Clémence Leleu - Publié le 22 septembre 2015
PROSPECTIVE - Minh Man Nguyen et Clément Duroselle, jeunes architectes français, créateurs de leur propre agence WAO, nous exposent leur vision de la vie et de la maison en 2050.
À deux pas du canal de l'Ourcq, en plein cœur du populaire 19ème arrondissement de Paris se cache WoMa. WoMa ? Pour Working/Making, une fabrique de quartier, équipée d'un atelier de fabrication numérique, avec fraiseuses, découpeuses laser et imprimantes 3D, ouvert à tous.
WoMa, impulsée par Minh Man Nguyen et Clément Duroselle, tous deux architectes, fédère aujourd'hui sept personnes aux compétences variées : artistes, designers, architectes... et une cinquantaine d'adhérents qui gravitent autour du projet.
Leur but : faire de ce lieu de fabrication et de coworking le fer de lance d'un nouvel esprit de création. Repenser la pratique architecturale en créant un réseau de savoir-faire par la mise en commun de compétences multiples.
Dans ce bouillonnement d'idées, les contours de la maison du futur ont rapidement pris forme.
Construire une maison à son image
La maison 2050 sera synonyme d'implication. Son propriétaire participera davantage à sa construction. “On peut imaginer que l'on téléchargera des plans sur internet, que l'on pourra ensuite imprimer en 3D dans de micros usines locales. Chacun fabriquera sa maison à son image” envisage Minh Man Nguyen.
Le mouvement maker ne cessera de se développer. Nous créerons de plus en plus nos propres objets nous-mêmes, mais attention, cela ne veut pas dire que les métiers manuels disparaîtront. Leurs compétences très techniques n'étant pas à la portée de tous. “Il y aura une démocratisation du savoir-faire, doublée de l'apport d'expérience de métiers plus techniques comme l'ébénisterie ou la menuiserie.

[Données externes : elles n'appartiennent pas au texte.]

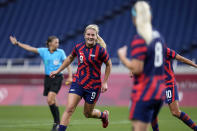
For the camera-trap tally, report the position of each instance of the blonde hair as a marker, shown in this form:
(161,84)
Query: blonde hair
(99,39)
(143,20)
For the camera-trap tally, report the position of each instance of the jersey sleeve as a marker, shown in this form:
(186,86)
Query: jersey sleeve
(138,49)
(170,53)
(41,51)
(74,52)
(104,55)
(63,55)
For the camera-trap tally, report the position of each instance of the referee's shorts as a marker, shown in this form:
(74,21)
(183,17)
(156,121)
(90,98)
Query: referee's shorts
(52,84)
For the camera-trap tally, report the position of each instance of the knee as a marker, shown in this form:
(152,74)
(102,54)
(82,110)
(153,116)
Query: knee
(87,114)
(70,110)
(175,113)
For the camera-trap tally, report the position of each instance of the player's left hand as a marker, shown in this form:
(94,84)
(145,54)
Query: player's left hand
(122,52)
(68,81)
(104,87)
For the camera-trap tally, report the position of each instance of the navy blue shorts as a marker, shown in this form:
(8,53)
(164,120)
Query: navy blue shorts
(52,84)
(145,111)
(171,94)
(89,95)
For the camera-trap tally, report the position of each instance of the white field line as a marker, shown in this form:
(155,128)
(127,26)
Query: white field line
(74,122)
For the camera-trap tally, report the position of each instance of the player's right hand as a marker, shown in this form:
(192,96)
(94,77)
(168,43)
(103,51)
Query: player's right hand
(53,73)
(13,40)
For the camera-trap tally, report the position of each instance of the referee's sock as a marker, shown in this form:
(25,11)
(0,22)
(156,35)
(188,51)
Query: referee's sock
(55,112)
(187,120)
(62,128)
(155,125)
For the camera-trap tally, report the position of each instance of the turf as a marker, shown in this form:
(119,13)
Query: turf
(38,118)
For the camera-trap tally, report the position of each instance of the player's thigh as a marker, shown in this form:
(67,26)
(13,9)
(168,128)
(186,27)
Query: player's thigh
(88,108)
(73,100)
(139,125)
(51,96)
(174,106)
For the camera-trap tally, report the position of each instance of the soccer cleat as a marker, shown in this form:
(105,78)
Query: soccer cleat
(105,119)
(55,127)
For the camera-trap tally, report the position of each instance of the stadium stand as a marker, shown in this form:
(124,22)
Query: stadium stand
(33,21)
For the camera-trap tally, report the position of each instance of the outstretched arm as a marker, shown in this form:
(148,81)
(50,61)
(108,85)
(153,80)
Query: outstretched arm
(65,64)
(107,73)
(24,46)
(185,60)
(69,79)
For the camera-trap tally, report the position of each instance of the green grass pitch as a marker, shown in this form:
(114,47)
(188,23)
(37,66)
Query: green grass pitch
(38,118)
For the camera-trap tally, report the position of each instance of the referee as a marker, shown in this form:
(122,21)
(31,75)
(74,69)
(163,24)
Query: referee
(52,58)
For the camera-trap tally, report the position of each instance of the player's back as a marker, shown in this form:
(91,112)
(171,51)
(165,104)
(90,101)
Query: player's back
(150,83)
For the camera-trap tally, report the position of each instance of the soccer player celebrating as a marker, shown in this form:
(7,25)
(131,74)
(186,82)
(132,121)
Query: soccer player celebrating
(87,81)
(147,67)
(53,58)
(172,91)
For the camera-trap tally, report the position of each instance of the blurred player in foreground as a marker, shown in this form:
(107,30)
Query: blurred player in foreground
(172,91)
(87,81)
(147,66)
(52,58)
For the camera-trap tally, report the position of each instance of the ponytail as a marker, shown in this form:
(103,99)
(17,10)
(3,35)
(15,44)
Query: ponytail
(143,21)
(100,40)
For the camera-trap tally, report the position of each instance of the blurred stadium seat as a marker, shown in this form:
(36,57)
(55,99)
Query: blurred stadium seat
(33,21)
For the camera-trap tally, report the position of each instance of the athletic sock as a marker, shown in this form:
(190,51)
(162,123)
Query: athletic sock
(187,120)
(155,125)
(55,112)
(102,115)
(62,128)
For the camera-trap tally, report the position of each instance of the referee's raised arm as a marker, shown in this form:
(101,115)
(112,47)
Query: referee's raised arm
(22,45)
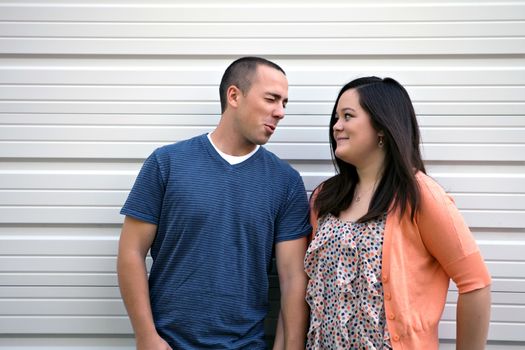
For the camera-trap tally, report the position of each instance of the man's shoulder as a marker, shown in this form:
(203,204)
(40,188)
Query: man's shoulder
(279,163)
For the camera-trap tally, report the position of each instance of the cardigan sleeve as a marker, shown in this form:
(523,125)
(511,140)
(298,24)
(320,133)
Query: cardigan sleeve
(448,238)
(313,213)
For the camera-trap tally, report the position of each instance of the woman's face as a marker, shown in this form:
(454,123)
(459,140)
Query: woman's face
(356,139)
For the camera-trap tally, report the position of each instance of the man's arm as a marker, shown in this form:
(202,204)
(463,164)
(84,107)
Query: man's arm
(473,317)
(135,241)
(293,318)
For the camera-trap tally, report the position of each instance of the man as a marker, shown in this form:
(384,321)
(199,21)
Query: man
(212,209)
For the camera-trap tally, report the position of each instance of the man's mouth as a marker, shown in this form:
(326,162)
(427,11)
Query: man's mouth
(271,127)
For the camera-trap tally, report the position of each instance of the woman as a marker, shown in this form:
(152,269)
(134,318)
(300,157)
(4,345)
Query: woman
(388,238)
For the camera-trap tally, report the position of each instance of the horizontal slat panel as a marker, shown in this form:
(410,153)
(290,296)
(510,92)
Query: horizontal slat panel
(207,107)
(497,298)
(308,11)
(308,72)
(264,47)
(312,29)
(495,183)
(450,121)
(59,292)
(510,285)
(498,313)
(110,215)
(50,307)
(211,93)
(57,246)
(59,279)
(283,134)
(65,325)
(129,150)
(502,331)
(117,198)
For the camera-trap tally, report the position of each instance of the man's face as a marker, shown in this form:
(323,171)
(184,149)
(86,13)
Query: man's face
(262,107)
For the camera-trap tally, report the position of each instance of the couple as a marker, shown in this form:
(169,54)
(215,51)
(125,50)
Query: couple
(372,272)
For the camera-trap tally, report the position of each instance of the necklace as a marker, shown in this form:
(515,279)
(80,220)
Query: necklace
(357,197)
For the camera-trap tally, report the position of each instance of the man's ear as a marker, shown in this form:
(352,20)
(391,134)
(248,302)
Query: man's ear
(233,94)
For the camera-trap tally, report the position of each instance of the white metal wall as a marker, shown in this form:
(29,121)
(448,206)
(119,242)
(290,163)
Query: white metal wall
(88,88)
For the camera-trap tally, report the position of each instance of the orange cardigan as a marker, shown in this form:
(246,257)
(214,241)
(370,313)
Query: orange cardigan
(419,259)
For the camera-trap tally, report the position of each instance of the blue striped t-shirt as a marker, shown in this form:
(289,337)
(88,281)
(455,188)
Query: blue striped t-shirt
(216,227)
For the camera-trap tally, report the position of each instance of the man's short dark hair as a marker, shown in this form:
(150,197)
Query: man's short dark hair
(240,73)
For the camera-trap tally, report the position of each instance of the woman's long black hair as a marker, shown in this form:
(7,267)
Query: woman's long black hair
(391,111)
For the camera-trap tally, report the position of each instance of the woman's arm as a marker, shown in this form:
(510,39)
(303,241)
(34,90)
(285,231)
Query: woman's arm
(472,317)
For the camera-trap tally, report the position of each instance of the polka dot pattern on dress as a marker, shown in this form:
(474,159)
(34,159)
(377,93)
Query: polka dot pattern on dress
(345,292)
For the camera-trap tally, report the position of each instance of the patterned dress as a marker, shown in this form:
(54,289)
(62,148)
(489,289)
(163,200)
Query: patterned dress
(345,292)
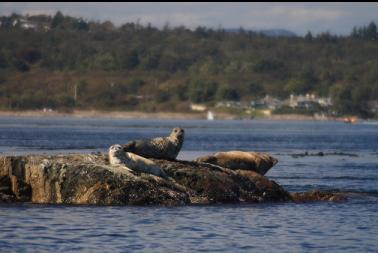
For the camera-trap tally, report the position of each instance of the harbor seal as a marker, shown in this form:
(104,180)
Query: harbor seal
(239,160)
(134,162)
(159,148)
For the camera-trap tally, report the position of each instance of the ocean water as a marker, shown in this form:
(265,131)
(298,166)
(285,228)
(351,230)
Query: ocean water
(350,164)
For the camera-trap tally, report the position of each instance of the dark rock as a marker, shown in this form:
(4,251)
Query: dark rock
(241,160)
(89,179)
(317,195)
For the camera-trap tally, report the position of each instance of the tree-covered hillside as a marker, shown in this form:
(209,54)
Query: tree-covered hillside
(65,62)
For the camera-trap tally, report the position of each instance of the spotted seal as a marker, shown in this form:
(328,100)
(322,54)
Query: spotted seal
(159,148)
(133,162)
(240,160)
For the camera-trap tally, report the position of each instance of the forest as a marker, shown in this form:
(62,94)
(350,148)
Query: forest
(65,63)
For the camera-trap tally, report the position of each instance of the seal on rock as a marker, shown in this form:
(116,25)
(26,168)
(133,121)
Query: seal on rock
(240,160)
(159,148)
(117,156)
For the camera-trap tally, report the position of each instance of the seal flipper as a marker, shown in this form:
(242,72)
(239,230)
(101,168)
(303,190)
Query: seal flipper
(130,146)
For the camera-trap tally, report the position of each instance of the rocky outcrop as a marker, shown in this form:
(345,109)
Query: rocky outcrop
(90,179)
(241,160)
(317,195)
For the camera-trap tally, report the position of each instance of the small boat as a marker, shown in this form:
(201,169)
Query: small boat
(210,115)
(350,120)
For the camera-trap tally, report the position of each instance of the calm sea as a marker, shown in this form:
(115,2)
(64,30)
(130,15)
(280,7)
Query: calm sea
(351,166)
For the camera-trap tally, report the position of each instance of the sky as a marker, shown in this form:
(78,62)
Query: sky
(337,18)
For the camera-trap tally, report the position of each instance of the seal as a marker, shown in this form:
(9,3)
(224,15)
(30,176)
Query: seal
(134,162)
(160,147)
(240,160)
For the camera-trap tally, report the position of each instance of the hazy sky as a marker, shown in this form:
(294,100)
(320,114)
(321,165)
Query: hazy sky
(298,17)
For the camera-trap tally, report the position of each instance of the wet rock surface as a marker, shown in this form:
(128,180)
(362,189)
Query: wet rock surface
(90,179)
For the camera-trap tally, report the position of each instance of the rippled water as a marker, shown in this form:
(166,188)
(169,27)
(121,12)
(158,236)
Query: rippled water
(286,227)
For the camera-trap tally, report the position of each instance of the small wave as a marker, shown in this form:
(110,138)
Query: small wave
(329,178)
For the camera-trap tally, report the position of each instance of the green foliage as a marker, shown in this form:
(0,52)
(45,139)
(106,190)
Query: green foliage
(21,65)
(57,20)
(226,92)
(144,68)
(202,90)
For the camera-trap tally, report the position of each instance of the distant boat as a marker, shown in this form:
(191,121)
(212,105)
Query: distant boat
(210,115)
(351,120)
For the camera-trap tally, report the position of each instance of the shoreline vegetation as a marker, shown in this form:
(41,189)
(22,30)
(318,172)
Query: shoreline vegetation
(159,115)
(68,63)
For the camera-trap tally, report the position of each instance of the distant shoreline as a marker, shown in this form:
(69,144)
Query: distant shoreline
(150,115)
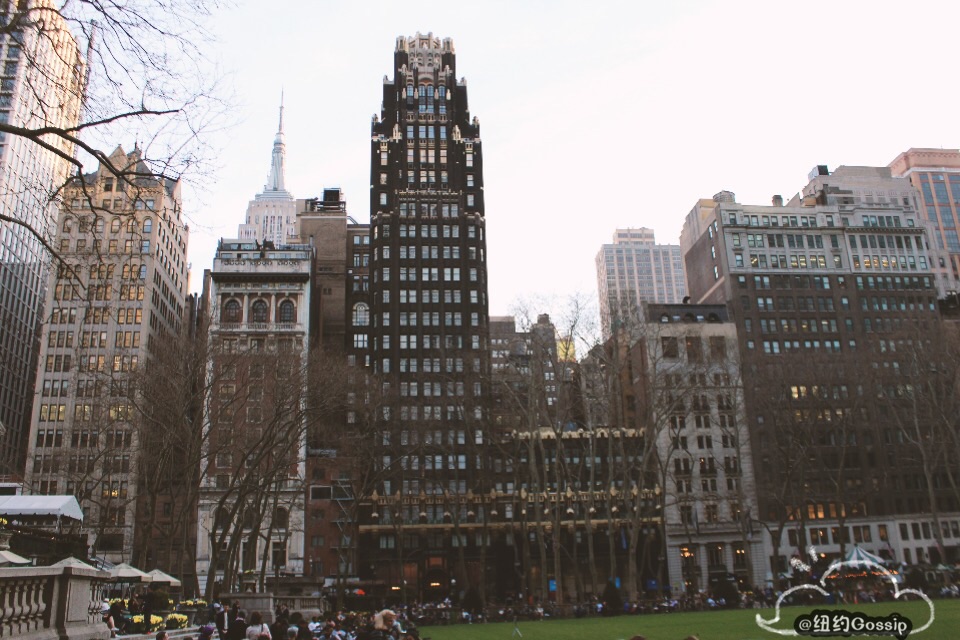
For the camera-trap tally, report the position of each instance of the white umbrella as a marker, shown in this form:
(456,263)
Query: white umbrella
(163,578)
(8,557)
(125,573)
(73,562)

C'est encore une fois une question de mutualisation des savoirs.” poursuit l'architecte.
La maison sera également appelée à se renouveler plus vite. Fini le temps où les maisons pouvaient rester des centaines d'années sans bouger d'un iota. “Elles changeront plus facilement d'aspect, de forme, se réinventeront en permanence. Un peu comme aujourd'hui où tous les 6 mois nous mettons à jour nos portables, il y a aura cette même démarche avec les habitations” estime Clément Duroselle.
Ecologie et upcycling
Que ferons nous alors des matériaux usagés si nous modifions sans cesse notre maison? “Idéalement, il faudrait tendre vers une évolution des techniques de réutilisation des matériaux, sur le modèle du mouvement de l'upcycling. Rendre le processus de réutilisation plus efficace.” explique Minh Man Nguyen.

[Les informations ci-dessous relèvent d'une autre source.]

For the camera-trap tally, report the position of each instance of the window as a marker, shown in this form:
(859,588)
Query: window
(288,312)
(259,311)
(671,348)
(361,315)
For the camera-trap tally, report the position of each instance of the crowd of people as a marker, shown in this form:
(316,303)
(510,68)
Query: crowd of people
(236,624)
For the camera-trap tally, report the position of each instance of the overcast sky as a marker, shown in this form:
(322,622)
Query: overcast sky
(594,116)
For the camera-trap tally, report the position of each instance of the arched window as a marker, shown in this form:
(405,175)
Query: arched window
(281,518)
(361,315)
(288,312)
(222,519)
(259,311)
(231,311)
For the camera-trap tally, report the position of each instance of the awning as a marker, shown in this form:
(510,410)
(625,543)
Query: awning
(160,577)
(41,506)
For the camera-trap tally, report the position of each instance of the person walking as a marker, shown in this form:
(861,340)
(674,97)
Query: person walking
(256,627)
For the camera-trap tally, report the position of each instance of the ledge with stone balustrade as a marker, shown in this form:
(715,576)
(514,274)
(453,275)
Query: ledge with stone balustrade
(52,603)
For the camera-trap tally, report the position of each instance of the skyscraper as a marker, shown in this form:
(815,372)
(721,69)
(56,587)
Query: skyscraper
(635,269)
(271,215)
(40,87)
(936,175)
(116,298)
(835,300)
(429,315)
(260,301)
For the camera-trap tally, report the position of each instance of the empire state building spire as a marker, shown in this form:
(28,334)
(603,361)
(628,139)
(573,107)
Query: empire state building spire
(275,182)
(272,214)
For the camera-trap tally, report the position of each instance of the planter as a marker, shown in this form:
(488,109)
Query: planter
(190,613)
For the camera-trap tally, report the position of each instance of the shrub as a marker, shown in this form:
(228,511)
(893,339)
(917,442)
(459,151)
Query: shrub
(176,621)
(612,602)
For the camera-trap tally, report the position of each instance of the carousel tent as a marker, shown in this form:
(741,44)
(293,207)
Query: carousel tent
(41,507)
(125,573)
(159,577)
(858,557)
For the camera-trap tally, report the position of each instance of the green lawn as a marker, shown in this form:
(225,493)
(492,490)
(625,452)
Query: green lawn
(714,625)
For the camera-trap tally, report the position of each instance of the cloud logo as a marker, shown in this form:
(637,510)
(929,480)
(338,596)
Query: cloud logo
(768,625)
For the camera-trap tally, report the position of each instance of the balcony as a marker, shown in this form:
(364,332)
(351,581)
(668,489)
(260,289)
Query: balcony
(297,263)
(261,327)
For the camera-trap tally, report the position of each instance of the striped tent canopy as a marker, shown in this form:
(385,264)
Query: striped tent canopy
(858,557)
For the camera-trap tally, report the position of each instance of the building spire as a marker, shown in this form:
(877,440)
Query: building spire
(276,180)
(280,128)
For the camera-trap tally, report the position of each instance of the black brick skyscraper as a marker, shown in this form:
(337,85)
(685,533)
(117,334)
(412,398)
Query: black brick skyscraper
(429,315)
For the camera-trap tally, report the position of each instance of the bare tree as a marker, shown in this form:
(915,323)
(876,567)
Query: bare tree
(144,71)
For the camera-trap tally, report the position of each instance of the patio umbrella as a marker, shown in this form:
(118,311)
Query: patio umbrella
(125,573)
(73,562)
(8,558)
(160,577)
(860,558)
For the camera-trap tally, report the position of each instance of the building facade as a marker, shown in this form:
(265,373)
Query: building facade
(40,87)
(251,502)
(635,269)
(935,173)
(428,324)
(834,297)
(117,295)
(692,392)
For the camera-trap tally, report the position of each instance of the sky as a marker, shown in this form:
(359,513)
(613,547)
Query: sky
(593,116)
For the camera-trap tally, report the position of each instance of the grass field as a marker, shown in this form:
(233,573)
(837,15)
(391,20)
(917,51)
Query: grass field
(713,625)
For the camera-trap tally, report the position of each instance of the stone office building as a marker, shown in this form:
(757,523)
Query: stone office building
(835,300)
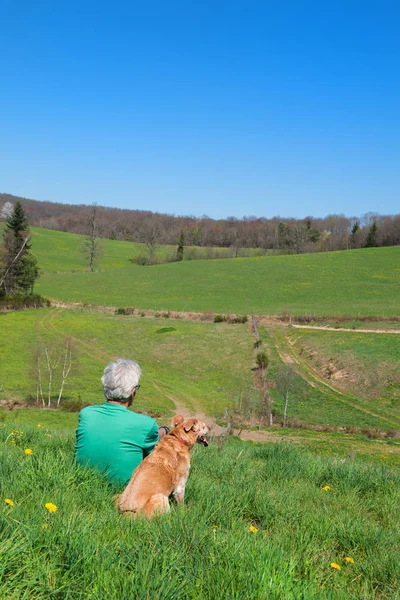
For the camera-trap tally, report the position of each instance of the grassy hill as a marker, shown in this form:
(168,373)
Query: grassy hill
(356,282)
(191,364)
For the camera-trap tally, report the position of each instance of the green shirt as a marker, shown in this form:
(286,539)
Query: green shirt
(113,439)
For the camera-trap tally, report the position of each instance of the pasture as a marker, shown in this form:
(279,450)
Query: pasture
(341,379)
(306,514)
(259,521)
(192,364)
(356,282)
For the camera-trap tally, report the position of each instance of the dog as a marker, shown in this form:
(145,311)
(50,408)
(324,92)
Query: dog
(163,472)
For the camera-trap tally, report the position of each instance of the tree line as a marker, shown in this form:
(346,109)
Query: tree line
(277,234)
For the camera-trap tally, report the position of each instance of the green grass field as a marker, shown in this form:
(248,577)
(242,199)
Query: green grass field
(364,364)
(206,549)
(191,364)
(319,398)
(59,251)
(305,542)
(364,282)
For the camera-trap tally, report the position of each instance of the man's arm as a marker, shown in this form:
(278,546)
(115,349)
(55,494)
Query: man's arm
(162,431)
(151,439)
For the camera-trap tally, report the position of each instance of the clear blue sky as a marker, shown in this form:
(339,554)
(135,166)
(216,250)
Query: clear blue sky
(220,108)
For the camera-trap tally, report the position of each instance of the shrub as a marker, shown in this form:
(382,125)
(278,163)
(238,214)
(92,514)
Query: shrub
(20,301)
(141,259)
(219,319)
(262,360)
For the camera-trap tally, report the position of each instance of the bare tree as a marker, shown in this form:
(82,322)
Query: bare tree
(92,249)
(66,368)
(284,383)
(52,365)
(149,233)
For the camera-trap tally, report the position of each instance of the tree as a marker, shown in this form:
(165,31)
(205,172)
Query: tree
(149,233)
(370,242)
(20,269)
(181,244)
(52,364)
(92,249)
(6,211)
(284,383)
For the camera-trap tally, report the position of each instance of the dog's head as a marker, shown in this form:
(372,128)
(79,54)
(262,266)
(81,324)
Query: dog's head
(190,430)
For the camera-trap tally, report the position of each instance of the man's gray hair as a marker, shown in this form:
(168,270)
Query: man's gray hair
(120,378)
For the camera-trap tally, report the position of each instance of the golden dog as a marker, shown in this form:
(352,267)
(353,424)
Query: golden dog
(164,471)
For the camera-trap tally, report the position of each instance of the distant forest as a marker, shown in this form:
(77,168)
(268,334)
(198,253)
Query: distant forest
(278,234)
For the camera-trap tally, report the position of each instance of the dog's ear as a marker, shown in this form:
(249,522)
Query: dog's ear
(177,420)
(191,424)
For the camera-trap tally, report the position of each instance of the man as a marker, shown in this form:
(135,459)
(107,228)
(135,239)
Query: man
(109,436)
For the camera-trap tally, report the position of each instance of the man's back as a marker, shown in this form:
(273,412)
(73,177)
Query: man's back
(114,440)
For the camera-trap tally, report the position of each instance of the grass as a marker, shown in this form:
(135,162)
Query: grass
(190,364)
(58,251)
(362,364)
(317,400)
(203,549)
(356,282)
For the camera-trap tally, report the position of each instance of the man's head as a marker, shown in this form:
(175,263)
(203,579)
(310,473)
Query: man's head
(120,380)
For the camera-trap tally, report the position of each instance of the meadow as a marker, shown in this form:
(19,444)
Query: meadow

Les matières aussi évolueront. Plus souples, elles permettront facilement d'imprimer ses propres murs ou son mobilier grâce aux imprimantes 3D. “On pourrait penser à la création d'un hybride entre le plastique et le béton afin de pouvoir le couler dans une imprimante 3D. Mais il existe déjà des choses intéressantes notamment à Bogota (Colombie) comme un béton liquide qui durcit en 30 minutes ”.
Le règne de la connectivité
En 2050, nous serons tous connectés et la domotique sera notre meilleure alliée. “Particulièrement en ce qui concerne les questions d'énergie” indique Clément Duroselle. Si la domotique a déjà investi les foyers, elle se démocratisera davantage, notamment grâce à la facilité de connectivité. Finies les zones où il est impossible de capter un quelconque réseau internet !
Ainsi, il ne sera plus forcément nécessaire d'habiter en ville pour pouvoir être au c?ur de l'action. La campagne retrouvera ses lettres de noblesse. “La ruralité va regagner du terrain. Il y aura un besoin d'espace et de retour à la terre. Les gens retourneront s'installer en dehors des villes” révèle Minh Man Nguyen. “Quand les acteurs de l'agriculture urbaine en auront marre des villes, ils partiront faire leurs plantations à la campagne” lance le jeune homme dans un sourire.
La maison de 2050 sera donc connectée, plutôt à la campagne, créée à l'image de son propriétaire. D'accord, mais avec qui y vit-on? On y vivra à plusieurs, les gens ayant davantage besoin de se rencontrer et d'échanger.
Pour Clément Duroselle, en 2050, la colocation serait encore plus démocratisée. “La maison deviendra un lieu d'interaction. Les gens auront besoin de vivre ensemble. Le concept de maison familiale s'amoindrit, la solution est peut-être la super coloc !'.